France farmer protests: PM offers key concessions after roads around Paris blocked
France's new prime minister has announced key concessions to protesting farmers in a move the government hopes will end the growing demonstrations.
Among promises Gabriel Attal made on Friday were an end to rising fuel costs and the simplification of regulations.
It came hours after farmers took their protest about pay and low food prices to Paris - blocking major roads into and out of the capital.
"You wanted to send a message, and I've received it loud and clear," he said.
"We will put agriculture above everything else," he promised during a visit to a cattle farm in a mountain village near the Spanish border.
Mr Attal tried to address the farmer's grievances, which include the increasing cost of farm diesel, late payment of European Union (EU) subsidies, burgeoning bureaucracy and competition from imports.
He announced "10 immediate measures" to help, including the scrapping of the plan that would increase the cost of fuel.
Mr Attal said that an appeal would be made to the EU, asking for changes to the rules that mean farmers are required to keep some of their land fallow.
He added that France would remain opposed to signing an EU free-trade deal that farmers say will flood supermarkets with cheap produce.
His concessions have not gone down well with some.

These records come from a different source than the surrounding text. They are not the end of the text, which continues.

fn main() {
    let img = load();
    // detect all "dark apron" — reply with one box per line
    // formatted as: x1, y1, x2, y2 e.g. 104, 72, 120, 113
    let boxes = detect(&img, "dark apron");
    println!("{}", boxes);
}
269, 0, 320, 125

"We are not satisfied with what was announced this evening," Alexandre Plateau, a representative of the National Federation of Farmers' Unions (FNSEA), the main farmers' union, told the Franceinfo radio network.

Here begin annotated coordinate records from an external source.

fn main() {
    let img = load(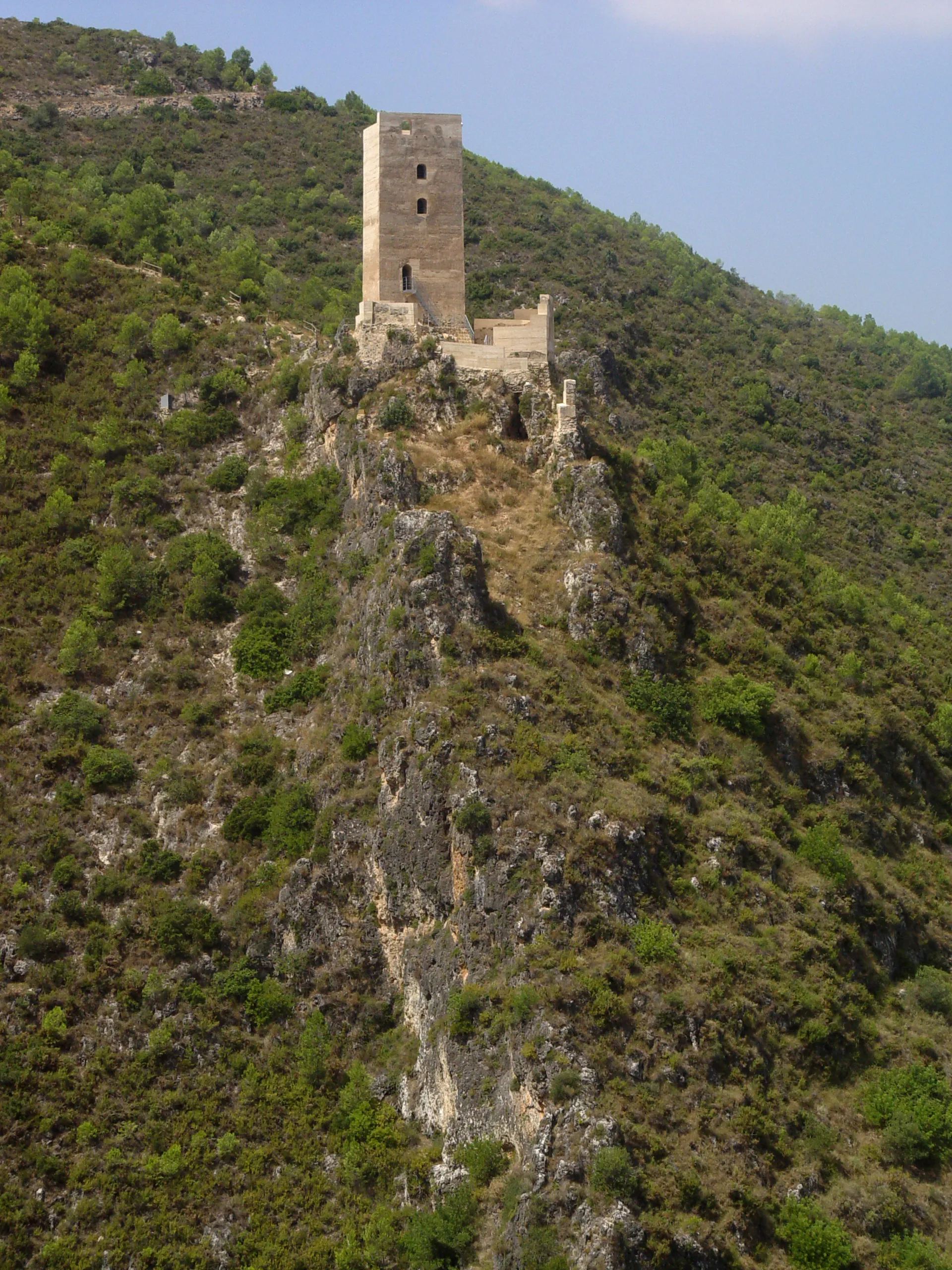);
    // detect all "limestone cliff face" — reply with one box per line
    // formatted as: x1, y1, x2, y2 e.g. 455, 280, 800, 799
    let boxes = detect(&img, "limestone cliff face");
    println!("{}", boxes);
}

"A few requests have been met, but it is not enough."
Laurence Marandola, a spokesman for the Peasant Confederation union body, told the RTL radio network that Mr Attal's concessions were "very largely insufficient".
"We will continue to remain mobilised. It's not necessarily roadblocks, there will be different forms of mobilization, on the road, on roundabouts, in front of supermarkets," she said.
Earlier on Friday, the A1 motorway linking Paris the northern city of Lille and Belgium was blocked by tractors and hay bales.
According to the FNSEA, some 55,000 people were mobilised nationwide.
Among the protesters was Christophe Beeuwsaert, a cereal and milk farmer in the Oise region north of Paris. He told the AFP news agency that the plan was to build a ring around the city and to keep moving closer in - increasing the pressure.
"When we hear our governments saying that they understand us, that they know what we're going through, it's just a load of rubbish," he said.
They (the politicians) sit in their leather seats, in their heated or air-conditioned offices... don't see the impact of all the decisions they make on us."
Protests are also continuing in the south of France, with the main road between the Lyon region and the Spanish border also blocked.
"We've already been demonstrating for a week and we still have no answers. We don't want any more words, we want acts," Sebastien, a young farmer, told AFP news agency at a blockade outside Toulouse's Blagnac airport.
The farmers' protests are the first major test for Mr Attal, who has only been in power since the start of the month.
They began in the south west of France last week, with several key motorways there cut off entirely by farmers who have installed sleeping quarters in the middle of the highways.
On Tuesday, a farmer in her 30s and her 12-year-old daughter were killed after a car accidentally crashed into a roadblock just south of Toulouse. Agriculture Minister Marc Fesneau said at the time it was a "tragedy for all of us".
France's protests come at the same time as similar demonstrations by other European countries including Germany and Belgium.